3. Il ressort des pièces du dossier que M. A..., entré en France à l'âge de quatorze ans, y résidait depuis plus de six années à la date du refus en litige. Confié à son oncle, auquel ses parents ont délégué leur autorité parentale une année après son entrée en France, il y a été scolarisé, obtenant un baccalauréat professionnel en 2018 et achevant, à la date du refus en litige, sa deuxième année de BTS en électrotechnique, avec des résultats néanmoins très contrastés. Si les faits délictueux reprochés à l'intéressé par le préfet de la Côte-d'Or, qui ont donné lieu à une admonestation par le juge des enfants, sont anciens, l'intéressé, qui est célibataire, n'est pas dépourvu d'attaches familiales en Albanie, où il a passé l'essentiel de sa vie, et où vivent ses parents et sa sœur. Dans ces conditions, et alors que l'intéressé, s'il fait valoir qu'il dispose d'une promesse d'embauche, ne démontre pas une particulière insertion dans la société française, la décision de refus de séjour ne porte pas à son droit au respect de sa vie privée et familiale une atteinte disproportionnée aux buts en vue desquels elle a été prise et ne méconnaît pas les dispositions de l'article L. 313-11 du code de l'entrée et du séjour des étrangers citées au point précédent. C'est par suite à tort que les premiers juges ont annulé pour ce motif, sans d'ailleurs examiner l'ensemble des éléments de la vie privée et familiale de l'intéressé, la décision de refus de séjour.

4. Il y a lieu pour la cour, saisie par l'effet dévolutif de l'appel, d'examiner les autres moyens soulevés par l'intimé.

5. Aux termes de l'article R. 311-11 du code de l'entrée et du séjour des étrangers et du droit d'asile alors en vigueur : " Tout étranger, âgé de plus de dix-huit ans ou qui sollicite un titre de séjour en application de l'article L. 311-3, est tenu de se présenter, à Paris, à la préfecture de police et, dans les autres départements, à la préfecture ou à la sous-préfecture, pour y souscrire une demande de titre de séjour du type correspondant à la catégorie à laquelle il appartient./ Toutefois, le préfet peut prescrire que les demandes de titre de séjour soient déposées au commissariat de police ou, à défaut de commissariat, à la mairie de la résidence du requérant./ Le préfet peut également prescrire : 1° Que les demandes de titre de séjour appartenant aux catégories qu'il détermine soient adressées par voie postale ; (...) ".

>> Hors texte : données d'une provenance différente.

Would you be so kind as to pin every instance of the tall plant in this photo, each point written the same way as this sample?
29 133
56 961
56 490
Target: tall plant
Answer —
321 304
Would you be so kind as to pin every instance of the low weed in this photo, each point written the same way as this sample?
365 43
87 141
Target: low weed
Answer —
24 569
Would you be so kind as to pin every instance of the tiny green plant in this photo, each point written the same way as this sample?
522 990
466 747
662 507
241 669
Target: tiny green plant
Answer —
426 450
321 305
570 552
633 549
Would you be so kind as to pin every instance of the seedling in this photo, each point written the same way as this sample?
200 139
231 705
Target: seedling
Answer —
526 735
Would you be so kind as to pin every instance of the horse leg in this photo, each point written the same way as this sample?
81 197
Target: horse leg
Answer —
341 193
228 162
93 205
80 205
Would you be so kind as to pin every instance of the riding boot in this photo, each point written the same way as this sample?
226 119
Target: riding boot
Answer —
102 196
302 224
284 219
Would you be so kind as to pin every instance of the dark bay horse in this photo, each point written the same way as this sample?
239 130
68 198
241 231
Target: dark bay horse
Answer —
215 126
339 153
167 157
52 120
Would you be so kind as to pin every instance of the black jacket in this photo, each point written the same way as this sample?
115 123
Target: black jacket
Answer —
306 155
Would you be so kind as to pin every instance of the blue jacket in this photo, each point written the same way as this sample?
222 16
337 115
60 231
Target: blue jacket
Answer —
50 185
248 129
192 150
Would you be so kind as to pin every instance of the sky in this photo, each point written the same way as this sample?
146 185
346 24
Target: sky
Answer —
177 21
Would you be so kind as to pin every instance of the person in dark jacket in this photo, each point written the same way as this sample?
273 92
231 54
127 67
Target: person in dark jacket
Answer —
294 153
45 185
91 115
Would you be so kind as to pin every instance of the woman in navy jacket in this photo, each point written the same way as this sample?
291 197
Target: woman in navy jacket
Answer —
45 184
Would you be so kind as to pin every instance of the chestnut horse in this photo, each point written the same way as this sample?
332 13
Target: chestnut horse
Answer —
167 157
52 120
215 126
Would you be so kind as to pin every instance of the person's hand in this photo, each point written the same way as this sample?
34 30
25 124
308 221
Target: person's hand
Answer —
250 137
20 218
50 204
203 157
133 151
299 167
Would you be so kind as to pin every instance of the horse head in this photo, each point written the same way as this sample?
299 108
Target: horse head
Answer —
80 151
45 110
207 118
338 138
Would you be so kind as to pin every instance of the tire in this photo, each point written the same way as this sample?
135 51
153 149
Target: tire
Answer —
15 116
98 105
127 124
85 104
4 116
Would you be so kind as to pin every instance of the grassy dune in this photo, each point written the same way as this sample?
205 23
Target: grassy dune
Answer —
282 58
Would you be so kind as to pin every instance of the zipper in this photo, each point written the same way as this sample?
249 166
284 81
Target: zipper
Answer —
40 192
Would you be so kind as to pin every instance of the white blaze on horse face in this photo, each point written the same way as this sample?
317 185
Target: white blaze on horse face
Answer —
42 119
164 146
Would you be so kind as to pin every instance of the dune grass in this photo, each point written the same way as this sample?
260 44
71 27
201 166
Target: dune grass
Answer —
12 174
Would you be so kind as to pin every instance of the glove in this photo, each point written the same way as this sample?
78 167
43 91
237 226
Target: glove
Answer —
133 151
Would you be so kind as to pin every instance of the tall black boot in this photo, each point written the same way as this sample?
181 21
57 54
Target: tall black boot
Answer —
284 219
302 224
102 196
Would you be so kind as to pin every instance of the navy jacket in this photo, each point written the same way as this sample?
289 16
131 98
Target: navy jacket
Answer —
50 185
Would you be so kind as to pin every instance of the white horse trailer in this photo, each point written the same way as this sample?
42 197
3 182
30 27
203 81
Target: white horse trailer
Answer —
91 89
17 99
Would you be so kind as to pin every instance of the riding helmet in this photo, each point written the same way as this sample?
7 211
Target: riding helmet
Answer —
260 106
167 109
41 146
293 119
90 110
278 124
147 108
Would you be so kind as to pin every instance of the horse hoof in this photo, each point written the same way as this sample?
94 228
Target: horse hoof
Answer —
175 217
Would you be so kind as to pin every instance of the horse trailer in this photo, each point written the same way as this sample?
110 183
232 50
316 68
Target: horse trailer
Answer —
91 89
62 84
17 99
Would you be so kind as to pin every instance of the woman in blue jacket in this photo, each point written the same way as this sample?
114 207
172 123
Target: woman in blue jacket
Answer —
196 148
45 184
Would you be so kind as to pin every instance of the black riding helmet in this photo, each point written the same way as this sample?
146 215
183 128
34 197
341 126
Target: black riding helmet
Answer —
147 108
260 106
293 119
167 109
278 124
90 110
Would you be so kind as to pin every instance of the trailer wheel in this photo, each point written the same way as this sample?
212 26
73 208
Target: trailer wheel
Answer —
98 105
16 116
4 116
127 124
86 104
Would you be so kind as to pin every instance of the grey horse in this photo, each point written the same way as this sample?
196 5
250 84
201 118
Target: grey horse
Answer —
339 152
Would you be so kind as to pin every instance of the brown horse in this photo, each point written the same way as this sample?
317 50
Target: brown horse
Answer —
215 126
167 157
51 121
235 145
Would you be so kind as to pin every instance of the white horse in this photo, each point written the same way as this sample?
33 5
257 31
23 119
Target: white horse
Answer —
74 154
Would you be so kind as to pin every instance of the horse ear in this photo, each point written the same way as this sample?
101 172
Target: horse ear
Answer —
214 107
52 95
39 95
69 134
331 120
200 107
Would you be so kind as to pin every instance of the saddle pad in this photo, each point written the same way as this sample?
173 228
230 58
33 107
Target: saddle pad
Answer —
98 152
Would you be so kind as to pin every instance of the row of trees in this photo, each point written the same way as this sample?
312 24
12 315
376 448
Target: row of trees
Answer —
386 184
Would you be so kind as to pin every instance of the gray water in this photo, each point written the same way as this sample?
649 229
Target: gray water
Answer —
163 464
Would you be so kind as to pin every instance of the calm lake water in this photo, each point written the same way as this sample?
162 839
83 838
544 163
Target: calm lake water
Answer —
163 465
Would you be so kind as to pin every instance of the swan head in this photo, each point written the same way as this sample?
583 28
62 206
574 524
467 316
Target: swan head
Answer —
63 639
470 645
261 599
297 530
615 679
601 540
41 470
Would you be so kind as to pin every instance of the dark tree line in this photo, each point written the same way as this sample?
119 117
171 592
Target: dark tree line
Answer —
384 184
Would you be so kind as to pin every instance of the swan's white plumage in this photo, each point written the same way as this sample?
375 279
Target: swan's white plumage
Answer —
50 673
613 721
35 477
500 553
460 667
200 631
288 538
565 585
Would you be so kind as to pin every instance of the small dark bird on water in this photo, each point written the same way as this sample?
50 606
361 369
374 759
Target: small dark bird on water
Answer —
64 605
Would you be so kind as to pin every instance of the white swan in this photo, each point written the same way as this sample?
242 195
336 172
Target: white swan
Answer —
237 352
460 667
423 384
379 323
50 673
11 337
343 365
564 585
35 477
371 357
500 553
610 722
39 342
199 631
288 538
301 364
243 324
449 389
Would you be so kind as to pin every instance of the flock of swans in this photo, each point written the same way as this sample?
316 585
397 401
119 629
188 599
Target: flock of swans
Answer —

6. Il ressort des pièces du dossier, et notamment du document produit par la préfecture de la Côte-d'Or et non utilement contredit par M. A..., qui se fonde sur des pièces postérieures à la date de la demande, qu'à la date du 17 juin 2019, jour de la demande de titre de séjour présentée par voie postale par M. A..., le préfet de la Côte-d'Or avait prescrit que soient présentées au guichet de la préfecture les demandes d'admission exceptionnelle au séjour, tandis que les premières demandes de titre de séjour " vie privée et familiale " devaient être présentées par voie postale. Toutefois, la demande de titre de séjour par laquelle M. A... avait sollicité la délivrance d'un titre de séjour " vie privée et familiale " sur le fondement des dispositions du 7° de l'article L. 313-11 du code de l'entrée et du séjour des étrangers et du droit d'asile et, à titre subsidiaire et pour les mêmes motifs, sur le fondement des dispositions de l'article L. 313-14 du même code, ne peut être regardée comme une demande d'admission exceptionnelle au séjour. Saisi d'une demande unique, qui a ainsi pu régulièrement être présentée par voie postale, le préfet de la Côte-d'Or devait l'examiner au regard des différents fondements invoqués. Par suite, le préfet de la Côte-d'Or, qui n'a pas examiné la demande présentée par M. A... sur le fondement des dispositions de l'article L. 313-14 du code de l'entrée et du séjour des étrangers et du droit d'asile, a ainsi entaché d'illégalité sa décision de refus de séjour.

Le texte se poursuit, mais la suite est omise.